Teddy Rhodes
*The birth of Ted Rhodes is marked on this date in 1913. He was a Black golfer.
From Nashville, Tennessee, Rhodes grew up in a poor family during Jim Crow Laws in the South. He began his golf career as a 12-year-old caddie in his segregated hometown, teaching himself the game with a discarded two-iron in a city park, a twig stuck in the grass, and his flagstick. He caught the attention of the golf-crazed Joe Louis in 1946 and then became the Brown Bomber's golf instructor in exchange for sponsorship. Rhodes was the brightest star of the post-war United Golf Association, winning 150 times on the Black-run summer tour, a golfing equivalent of baseball's Negro Leagues.
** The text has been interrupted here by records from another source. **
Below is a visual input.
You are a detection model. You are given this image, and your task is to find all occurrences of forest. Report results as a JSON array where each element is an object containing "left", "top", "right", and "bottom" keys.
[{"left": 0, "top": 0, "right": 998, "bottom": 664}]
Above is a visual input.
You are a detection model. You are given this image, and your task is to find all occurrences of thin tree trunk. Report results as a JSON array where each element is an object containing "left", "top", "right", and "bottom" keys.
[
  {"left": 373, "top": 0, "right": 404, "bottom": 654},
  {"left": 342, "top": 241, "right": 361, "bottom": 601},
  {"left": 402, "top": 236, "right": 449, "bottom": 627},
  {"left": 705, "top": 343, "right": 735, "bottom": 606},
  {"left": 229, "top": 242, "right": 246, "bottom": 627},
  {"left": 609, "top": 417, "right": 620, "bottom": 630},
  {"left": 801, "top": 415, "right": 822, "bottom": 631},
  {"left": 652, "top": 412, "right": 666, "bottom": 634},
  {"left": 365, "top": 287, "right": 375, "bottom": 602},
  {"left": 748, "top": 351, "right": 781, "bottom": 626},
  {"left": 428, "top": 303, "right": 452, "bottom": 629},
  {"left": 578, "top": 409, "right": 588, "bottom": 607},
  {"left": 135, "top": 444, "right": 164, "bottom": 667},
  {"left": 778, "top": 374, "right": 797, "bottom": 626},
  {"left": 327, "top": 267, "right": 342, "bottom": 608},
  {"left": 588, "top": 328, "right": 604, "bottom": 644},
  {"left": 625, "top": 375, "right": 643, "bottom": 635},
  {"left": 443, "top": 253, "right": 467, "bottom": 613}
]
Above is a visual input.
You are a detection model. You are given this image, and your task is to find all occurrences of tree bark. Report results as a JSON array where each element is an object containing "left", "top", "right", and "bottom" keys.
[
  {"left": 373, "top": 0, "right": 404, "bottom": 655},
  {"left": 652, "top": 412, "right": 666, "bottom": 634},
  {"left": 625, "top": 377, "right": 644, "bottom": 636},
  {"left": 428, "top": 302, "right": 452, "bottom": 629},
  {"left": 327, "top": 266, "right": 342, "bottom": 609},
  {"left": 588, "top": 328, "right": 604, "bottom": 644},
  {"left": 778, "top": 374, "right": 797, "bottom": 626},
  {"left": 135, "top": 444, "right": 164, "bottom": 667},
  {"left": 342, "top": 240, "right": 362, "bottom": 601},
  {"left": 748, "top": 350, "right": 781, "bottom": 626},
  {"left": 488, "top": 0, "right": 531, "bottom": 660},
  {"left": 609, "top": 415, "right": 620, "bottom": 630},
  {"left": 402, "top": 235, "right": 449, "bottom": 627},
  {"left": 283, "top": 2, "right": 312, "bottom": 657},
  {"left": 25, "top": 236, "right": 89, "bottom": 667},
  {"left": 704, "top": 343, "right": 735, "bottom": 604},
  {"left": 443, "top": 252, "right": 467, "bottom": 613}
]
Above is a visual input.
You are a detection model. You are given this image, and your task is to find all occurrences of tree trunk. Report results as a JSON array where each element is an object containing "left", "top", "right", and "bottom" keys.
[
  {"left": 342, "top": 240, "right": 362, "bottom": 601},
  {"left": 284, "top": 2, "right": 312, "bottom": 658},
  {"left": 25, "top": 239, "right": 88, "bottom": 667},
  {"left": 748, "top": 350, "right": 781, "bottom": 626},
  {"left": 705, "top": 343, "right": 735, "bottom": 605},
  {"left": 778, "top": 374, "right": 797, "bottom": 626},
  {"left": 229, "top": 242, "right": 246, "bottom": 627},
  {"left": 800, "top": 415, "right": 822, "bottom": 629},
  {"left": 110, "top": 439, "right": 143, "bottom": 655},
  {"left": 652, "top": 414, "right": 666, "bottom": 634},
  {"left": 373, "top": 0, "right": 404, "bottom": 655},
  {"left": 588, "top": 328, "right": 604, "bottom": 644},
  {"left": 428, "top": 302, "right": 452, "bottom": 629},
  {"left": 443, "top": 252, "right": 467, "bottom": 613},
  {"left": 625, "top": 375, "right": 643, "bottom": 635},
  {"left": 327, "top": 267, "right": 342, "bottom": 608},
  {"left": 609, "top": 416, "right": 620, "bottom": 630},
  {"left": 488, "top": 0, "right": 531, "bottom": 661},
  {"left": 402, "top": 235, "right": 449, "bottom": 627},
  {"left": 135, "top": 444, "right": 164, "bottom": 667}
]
He played in the U.S. Open in 1948, shooting 70 in the first round at Riviera before fading into the pack behind winner Ben Hogan. Rhodes was a quiet victim of the PGA's deceit and fraud in keeping the game's country clubs white until it finally stooped to public pressure and the courts in 1961. Rhodes died on July 4, 1969, in Nashville. Two years after his death, Nashville officials renamed the nine-hole Cumberland Golf Course after him. In 1993, the city christened an 18-hole daily-fee layout in his honor. In 1998, he was inducted into the Tennessee Hall of Fame.